Considérant par ailleurs qu’il y a lieu d’évaluer le préjudice moral résultant pour le requérant, à titre principal, de la réduction des corps de certains de ses parents, à la somme minimale non sérieusement contestable de 6000 € et de lui allouer une provision de ce montant ;

Sur les conclusions tendant à l’application des dispositions de l’article L.761-1 du code de justice administrative :

Considérant qu’aux termes dudit article : « Dans toutes les instances devant les tribunaux administratifs et les cours administratives d’appel, le juge condamne la partie tenue aux dépens ou, à défaut, la partie perdante, à payer à l’autre partie la somme qu’il détermine, au titre des frais exposés et non compris dans les dépens. Le juge tient compte de l’équité ou de la situation économique de la partie condamnée. Il peut, même d’office, pour des raisons tirées des mêmes considérations, dire qu’il n’y a pas lieu à cette condamnation » ;

Considérant qu’il y a lieu, dans les circonstances de l’espèce, de mettre à la charge de la commune de Balma une somme de 1200 € au titre des frais exposés par M. Z et non compris dans les dépens ;

ORDONNE :

Article 1er : La commune de Balma est condamnée à verser à M. C Z une provision de 6000 € (six mille euros).
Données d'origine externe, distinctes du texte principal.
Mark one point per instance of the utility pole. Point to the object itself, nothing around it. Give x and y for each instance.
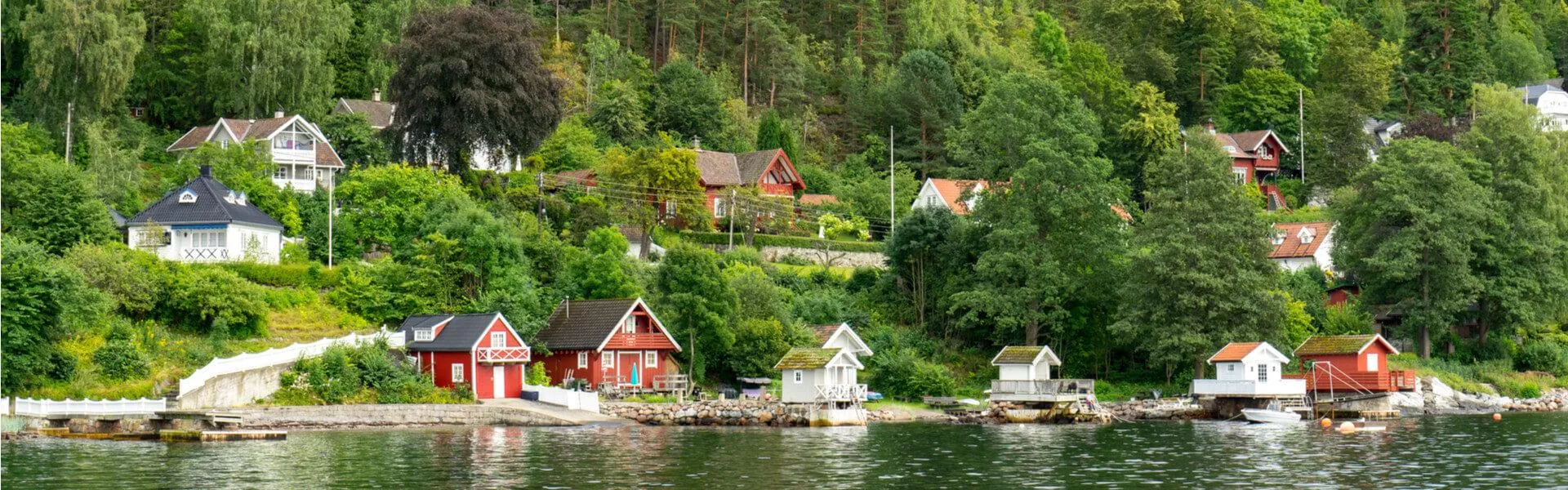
(71, 109)
(893, 206)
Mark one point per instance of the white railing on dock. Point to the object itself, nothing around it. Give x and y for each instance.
(278, 355)
(32, 408)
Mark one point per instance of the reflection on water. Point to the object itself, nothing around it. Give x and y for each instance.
(1450, 451)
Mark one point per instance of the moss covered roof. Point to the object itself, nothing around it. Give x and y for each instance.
(806, 359)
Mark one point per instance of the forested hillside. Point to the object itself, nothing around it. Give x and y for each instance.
(1078, 105)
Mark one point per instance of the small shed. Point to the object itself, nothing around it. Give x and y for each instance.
(821, 376)
(1024, 363)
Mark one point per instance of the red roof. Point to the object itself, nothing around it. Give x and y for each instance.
(1293, 245)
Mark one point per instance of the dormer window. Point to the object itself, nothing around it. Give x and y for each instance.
(1307, 234)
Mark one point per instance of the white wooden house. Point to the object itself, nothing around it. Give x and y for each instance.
(206, 222)
(1249, 369)
(305, 158)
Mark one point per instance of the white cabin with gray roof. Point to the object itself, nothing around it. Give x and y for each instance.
(206, 222)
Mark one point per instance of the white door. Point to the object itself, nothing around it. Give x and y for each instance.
(499, 382)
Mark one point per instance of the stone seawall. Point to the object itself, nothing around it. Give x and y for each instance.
(412, 415)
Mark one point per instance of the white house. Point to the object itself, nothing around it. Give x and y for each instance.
(960, 197)
(822, 376)
(1552, 102)
(303, 154)
(206, 222)
(841, 336)
(1249, 369)
(1300, 245)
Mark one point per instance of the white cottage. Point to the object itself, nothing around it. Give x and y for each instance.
(1249, 369)
(303, 154)
(822, 376)
(206, 222)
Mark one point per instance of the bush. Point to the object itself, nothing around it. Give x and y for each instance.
(1547, 357)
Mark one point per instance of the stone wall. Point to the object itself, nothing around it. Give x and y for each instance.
(345, 416)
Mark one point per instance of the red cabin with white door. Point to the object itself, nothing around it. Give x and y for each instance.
(479, 350)
(608, 343)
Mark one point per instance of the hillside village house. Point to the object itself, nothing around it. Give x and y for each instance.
(1254, 156)
(303, 154)
(206, 222)
(1300, 245)
(612, 345)
(1551, 101)
(479, 350)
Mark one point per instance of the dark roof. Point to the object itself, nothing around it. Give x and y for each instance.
(582, 324)
(211, 207)
(806, 359)
(461, 332)
(376, 112)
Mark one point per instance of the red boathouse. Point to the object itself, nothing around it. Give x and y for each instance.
(480, 350)
(1351, 363)
(608, 343)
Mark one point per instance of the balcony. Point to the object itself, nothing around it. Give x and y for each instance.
(841, 393)
(502, 355)
(1041, 390)
(1249, 388)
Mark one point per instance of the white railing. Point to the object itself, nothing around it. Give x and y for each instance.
(567, 398)
(504, 354)
(32, 408)
(279, 355)
(841, 393)
(1249, 387)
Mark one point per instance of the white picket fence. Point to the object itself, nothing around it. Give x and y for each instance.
(32, 408)
(567, 398)
(278, 355)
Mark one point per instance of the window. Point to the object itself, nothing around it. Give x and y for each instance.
(294, 137)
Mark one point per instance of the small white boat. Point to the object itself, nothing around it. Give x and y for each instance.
(1271, 416)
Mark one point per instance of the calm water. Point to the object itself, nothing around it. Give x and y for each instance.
(1523, 451)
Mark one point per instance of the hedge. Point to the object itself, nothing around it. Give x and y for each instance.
(780, 241)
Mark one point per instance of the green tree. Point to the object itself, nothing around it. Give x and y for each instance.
(47, 202)
(256, 65)
(690, 282)
(470, 78)
(1410, 228)
(78, 54)
(1200, 272)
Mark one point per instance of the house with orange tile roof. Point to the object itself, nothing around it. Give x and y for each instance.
(1249, 369)
(1300, 245)
(303, 154)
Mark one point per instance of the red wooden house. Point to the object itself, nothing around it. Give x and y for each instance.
(480, 350)
(608, 343)
(1351, 363)
(1254, 156)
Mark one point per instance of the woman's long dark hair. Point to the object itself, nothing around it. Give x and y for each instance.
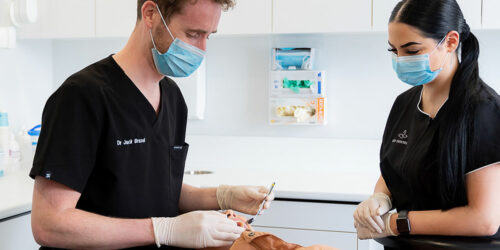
(435, 19)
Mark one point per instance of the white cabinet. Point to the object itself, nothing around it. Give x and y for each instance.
(115, 18)
(382, 10)
(491, 17)
(311, 223)
(247, 17)
(16, 234)
(472, 12)
(193, 89)
(62, 19)
(314, 16)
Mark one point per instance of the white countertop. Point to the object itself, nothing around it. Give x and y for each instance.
(16, 191)
(306, 169)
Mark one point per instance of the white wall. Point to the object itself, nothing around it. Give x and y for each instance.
(26, 81)
(361, 83)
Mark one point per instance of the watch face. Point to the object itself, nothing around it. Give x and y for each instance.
(403, 225)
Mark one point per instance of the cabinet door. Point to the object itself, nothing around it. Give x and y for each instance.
(247, 17)
(115, 18)
(309, 215)
(491, 18)
(16, 234)
(472, 12)
(315, 16)
(62, 19)
(309, 238)
(382, 10)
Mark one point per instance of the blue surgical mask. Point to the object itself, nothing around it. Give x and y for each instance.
(416, 70)
(180, 60)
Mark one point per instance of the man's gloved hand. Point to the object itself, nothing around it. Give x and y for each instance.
(199, 229)
(245, 199)
(365, 233)
(369, 211)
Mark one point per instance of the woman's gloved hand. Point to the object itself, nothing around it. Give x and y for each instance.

Article 2 : L’Etat versera à M. Z une somme de 1200 € (mille deux cents euros) au titre de l’article L. 761-1 du code de justice administrative.

Article 3 : Le surplus des conclusions de la requête de M. Z est rejeté.

Article 4 : La présente ordonnance sera notifiée à M. C Z et à la commune de Balma.

Fait à Toulouse, le 14 décembre 2011

Le juge des référés,

G-N Y

La République mande et ordonne au préfet de la Haute-Garonne, en ce qui le concerne et à tous huissiers de justice à ce requis, en ce qui concerne les voies de droit commun contre les parties privées de pourvoir à l’exécution de la présente ordonnance.